La prensa popular tiene sus particularidades. Puede surgir acompañando el olor de las gomas quemadas en las rutas del país, o desarrollarse directamente como resultado del relato de los protagonistas, cansados de aparecer desfigurados en las pantallas televisivas. Puede responder a las necesidades reivindicativas de los sectores excluidos, ir más a fondo o difundir la “línea”. La prensa piquetera, por la naturaleza dinámica de los movimientos que le dan vida, se nutre de distintas tradiciones y configura otra forma de entender la política y la noticiabilidad: lo político aparece imbricado en la práctica periodística y ésta a su vez en la práctica política, por eso el periodismo político aparece como un mega-género que cruza cada una de sus páginas.
           En los grandes diarios, por el contrario, el periodismo político se corresponde punto por punto con la concepción dominante de “la política”, entendida como práctica acotada al ámbito institucional. Política es parlamento, sistema de partidos mayoritarios en tanto caudal de votos y representantes en las instancias del Estado, actos de gobierno y política económica. La idea que subyace en esta concepción es que la política sólo se realiza a través de las instituciones; idea que, según la académica uruguayo mexicana Beatriz Stolowicz (2002), implica especialmente en América Latina la defensa de la hegemonía ideológica neoliberal y su modelo conservador de democracia gobernable.

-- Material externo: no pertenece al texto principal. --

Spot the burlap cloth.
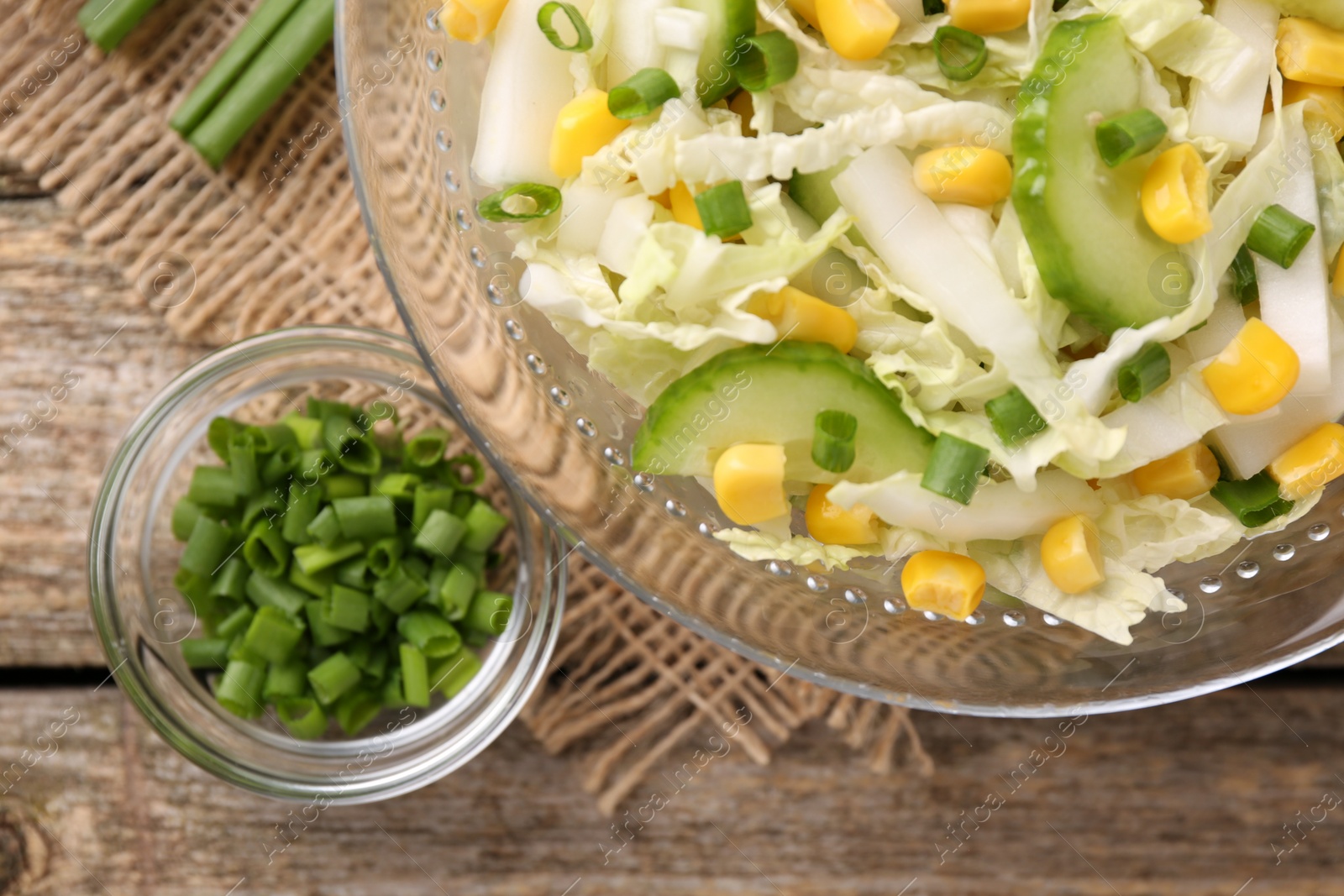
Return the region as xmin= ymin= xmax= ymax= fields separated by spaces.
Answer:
xmin=8 ymin=0 xmax=930 ymax=813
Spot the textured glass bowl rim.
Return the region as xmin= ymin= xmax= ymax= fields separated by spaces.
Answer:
xmin=334 ymin=7 xmax=1344 ymax=719
xmin=89 ymin=325 xmax=567 ymax=804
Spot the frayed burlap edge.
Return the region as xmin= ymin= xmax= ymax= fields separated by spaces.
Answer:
xmin=0 ymin=0 xmax=932 ymax=813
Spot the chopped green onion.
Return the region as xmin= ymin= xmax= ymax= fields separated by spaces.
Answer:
xmin=181 ymin=638 xmax=228 ymax=669
xmin=606 ymin=66 xmax=688 ymax=121
xmin=323 ymin=584 xmax=368 ymax=631
xmin=1246 ymin=206 xmax=1315 ymax=269
xmin=438 ymin=454 xmax=486 ymax=491
xmin=1232 ymin=244 xmax=1259 ymax=305
xmin=294 ymin=542 xmax=365 ymax=575
xmin=323 ymin=473 xmax=368 ymax=501
xmin=307 ymin=650 xmax=360 ymax=704
xmin=374 ymin=563 xmax=428 ymax=612
xmin=336 ymin=689 xmax=383 ymax=735
xmin=332 ymin=495 xmax=396 ymax=542
xmin=307 ymin=504 xmax=340 ymax=548
xmin=919 ymin=432 xmax=990 ymax=504
xmin=811 ymin=411 xmax=858 ymax=473
xmin=1116 ymin=343 xmax=1172 ymax=401
xmin=1210 ymin=471 xmax=1293 ymax=529
xmin=304 ymin=600 xmax=354 ymax=647
xmin=172 ymin=497 xmax=200 ymax=542
xmin=475 ymin=184 xmax=560 ymax=222
xmin=396 ymin=610 xmax=462 ymax=657
xmin=462 ymin=591 xmax=513 ymax=634
xmin=244 ymin=520 xmax=291 ymax=578
xmin=247 ymin=575 xmax=307 ymax=616
xmin=438 ymin=565 xmax=475 ymax=622
xmin=398 ymin=644 xmax=430 ymax=706
xmin=276 ymin=697 xmax=327 ymax=740
xmin=244 ymin=607 xmax=304 ymax=663
xmin=365 ymin=537 xmax=400 ymax=579
xmin=731 ymin=31 xmax=798 ymax=93
xmin=177 ymin=516 xmax=234 ymax=579
xmin=695 ymin=180 xmax=751 ymax=238
xmin=412 ymin=511 xmax=466 ymax=560
xmin=210 ymin=555 xmax=251 ymax=600
xmin=186 ymin=466 xmax=238 ymax=508
xmin=1097 ymin=109 xmax=1167 ymax=168
xmin=536 ymin=0 xmax=593 ymax=52
xmin=323 ymin=416 xmax=383 ymax=475
xmin=215 ymin=659 xmax=266 ymax=719
xmin=280 ymin=482 xmax=323 ymax=544
xmin=215 ymin=603 xmax=257 ymax=641
xmin=985 ymin=385 xmax=1050 ymax=448
xmin=932 ymin=25 xmax=990 ymax=81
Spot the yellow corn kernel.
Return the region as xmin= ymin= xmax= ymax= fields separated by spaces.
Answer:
xmin=948 ymin=0 xmax=1031 ymax=34
xmin=789 ymin=0 xmax=822 ymax=31
xmin=728 ymin=90 xmax=755 ymax=137
xmin=668 ymin=181 xmax=704 ymax=230
xmin=916 ymin=146 xmax=1012 ymax=206
xmin=748 ymin=286 xmax=858 ymax=354
xmin=816 ymin=0 xmax=900 ymax=60
xmin=1284 ymin=81 xmax=1344 ymax=143
xmin=1275 ymin=18 xmax=1344 ymax=87
xmin=551 ymin=90 xmax=630 ymax=177
xmin=1131 ymin=442 xmax=1219 ymax=501
xmin=438 ymin=0 xmax=508 ymax=43
xmin=1141 ymin=144 xmax=1214 ymax=244
xmin=714 ymin=443 xmax=789 ymax=525
xmin=806 ymin=485 xmax=878 ymax=544
xmin=1268 ymin=423 xmax=1344 ymax=501
xmin=900 ymin=551 xmax=985 ymax=621
xmin=1200 ymin=317 xmax=1301 ymax=414
xmin=1040 ymin=516 xmax=1106 ymax=594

           De acuerdo con Stolowicz, esta concepción estrecha se asienta en una serie de pilares que marcaron el debate sobre la participación de los sectores oprimidos y explotados en las instituciones estatales desde el siglo XIX hasta la actualidad. Entre otras, la autora destaca la idea del Estado como unidad homogénea (es decir, producto de un pacto social entre iguales); la compresión de la política como consenso (negando que en una sociedad dividida en clases éste se basa en el ejercicio de la violencia simbólica, que hace pasar por propios intereses ajenos), y la convicción de que las voces políticas sólo se expresan “a través del parlamento, cuando en realidad política es toda forma de confrontación de fuerzas por ampliar el poder propio y disminuir el de los otros, lo que ocurre en todos los ámbitos de la vida social” (2002:170).

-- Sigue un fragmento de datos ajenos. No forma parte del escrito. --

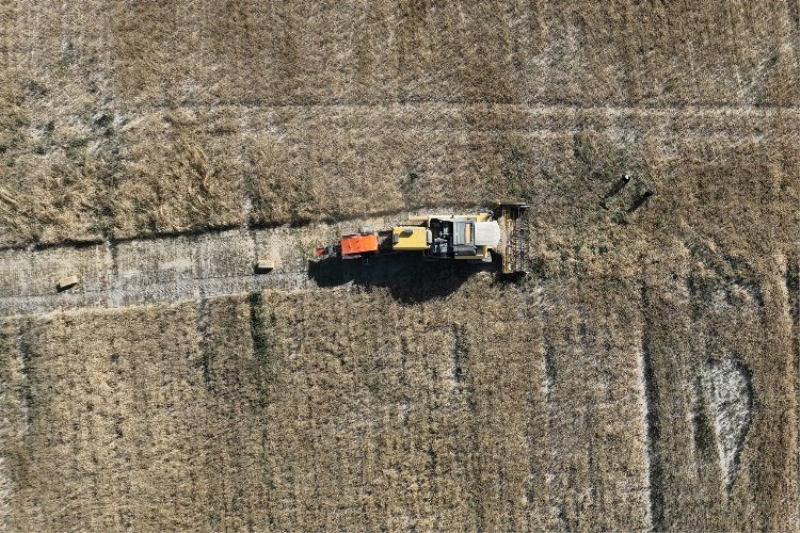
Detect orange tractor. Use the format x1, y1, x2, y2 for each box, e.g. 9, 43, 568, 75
316, 202, 528, 274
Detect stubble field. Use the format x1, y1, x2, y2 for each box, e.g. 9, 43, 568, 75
0, 0, 800, 531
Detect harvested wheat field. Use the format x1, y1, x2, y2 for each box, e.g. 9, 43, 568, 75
0, 0, 800, 532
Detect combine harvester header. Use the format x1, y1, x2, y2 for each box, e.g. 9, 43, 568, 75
316, 202, 528, 274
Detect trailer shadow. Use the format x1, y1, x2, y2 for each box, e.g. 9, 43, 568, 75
308, 254, 495, 303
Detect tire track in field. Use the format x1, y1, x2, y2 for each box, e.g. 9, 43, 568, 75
0, 207, 468, 317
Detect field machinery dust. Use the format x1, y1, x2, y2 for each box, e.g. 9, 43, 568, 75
316, 202, 528, 274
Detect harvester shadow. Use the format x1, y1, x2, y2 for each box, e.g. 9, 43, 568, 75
308, 254, 493, 303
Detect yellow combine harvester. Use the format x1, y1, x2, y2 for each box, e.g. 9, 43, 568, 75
316, 202, 528, 274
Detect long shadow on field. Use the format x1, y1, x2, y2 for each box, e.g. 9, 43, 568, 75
308, 254, 493, 303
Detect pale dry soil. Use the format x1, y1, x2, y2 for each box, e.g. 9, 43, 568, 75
0, 0, 800, 531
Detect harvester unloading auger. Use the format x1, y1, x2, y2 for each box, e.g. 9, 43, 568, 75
316, 202, 528, 274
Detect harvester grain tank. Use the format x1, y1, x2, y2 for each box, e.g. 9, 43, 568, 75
316, 202, 528, 274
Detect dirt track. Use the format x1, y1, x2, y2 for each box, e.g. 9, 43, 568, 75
0, 208, 488, 316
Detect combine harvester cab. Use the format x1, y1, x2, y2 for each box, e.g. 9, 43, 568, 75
316, 202, 528, 274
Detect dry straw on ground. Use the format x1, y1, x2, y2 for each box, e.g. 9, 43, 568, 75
0, 0, 800, 531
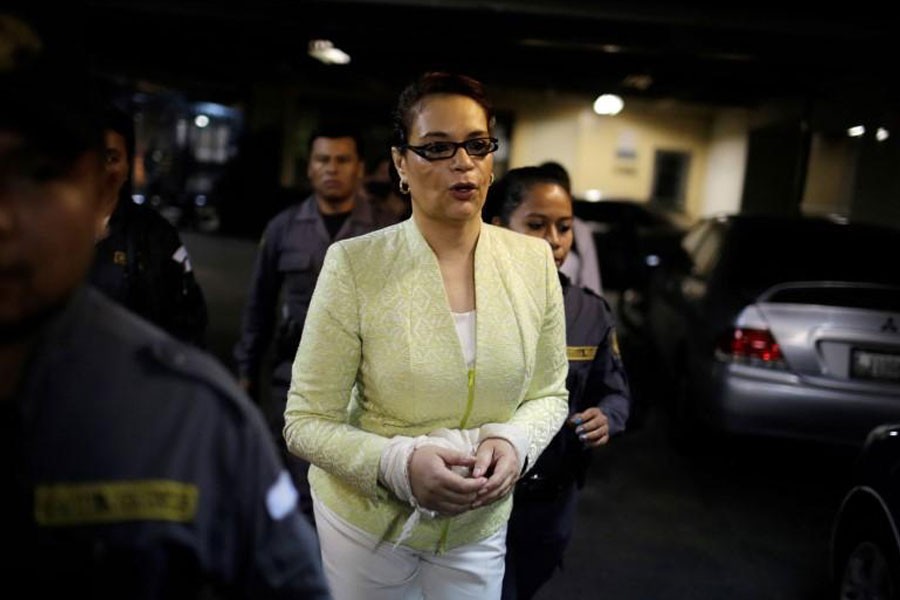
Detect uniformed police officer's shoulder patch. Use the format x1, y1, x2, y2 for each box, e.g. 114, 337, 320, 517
34, 479, 200, 527
609, 329, 622, 358
566, 346, 597, 361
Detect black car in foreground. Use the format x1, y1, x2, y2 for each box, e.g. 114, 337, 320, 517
831, 424, 900, 600
574, 199, 688, 292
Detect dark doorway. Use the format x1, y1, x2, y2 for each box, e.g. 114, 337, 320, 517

           Reflejada en los medios, esta concepción se traduce en una cobertura que desjerarquiza o directamente ausenta la voz de amplios movimientos sociales: un claro ejemplo de la materialidad de este recorte de lo político (recorte sin duda subjetivo, más allá de que se realice en nombre de la objetividad) es el caso del incendio en la discoteca Cromañón, que costó la vida de 194 jóvenes. Presentado las más de las veces en la sección Información General, tanto en la cobertura del hecho como en la publicación de la palabra de los padres y los amigos organizados en reclamo de justicia, llegó a la sección Política recién cuando se trató de la destitución del ex jefe de gobierno porteño Aníbal Ibarra.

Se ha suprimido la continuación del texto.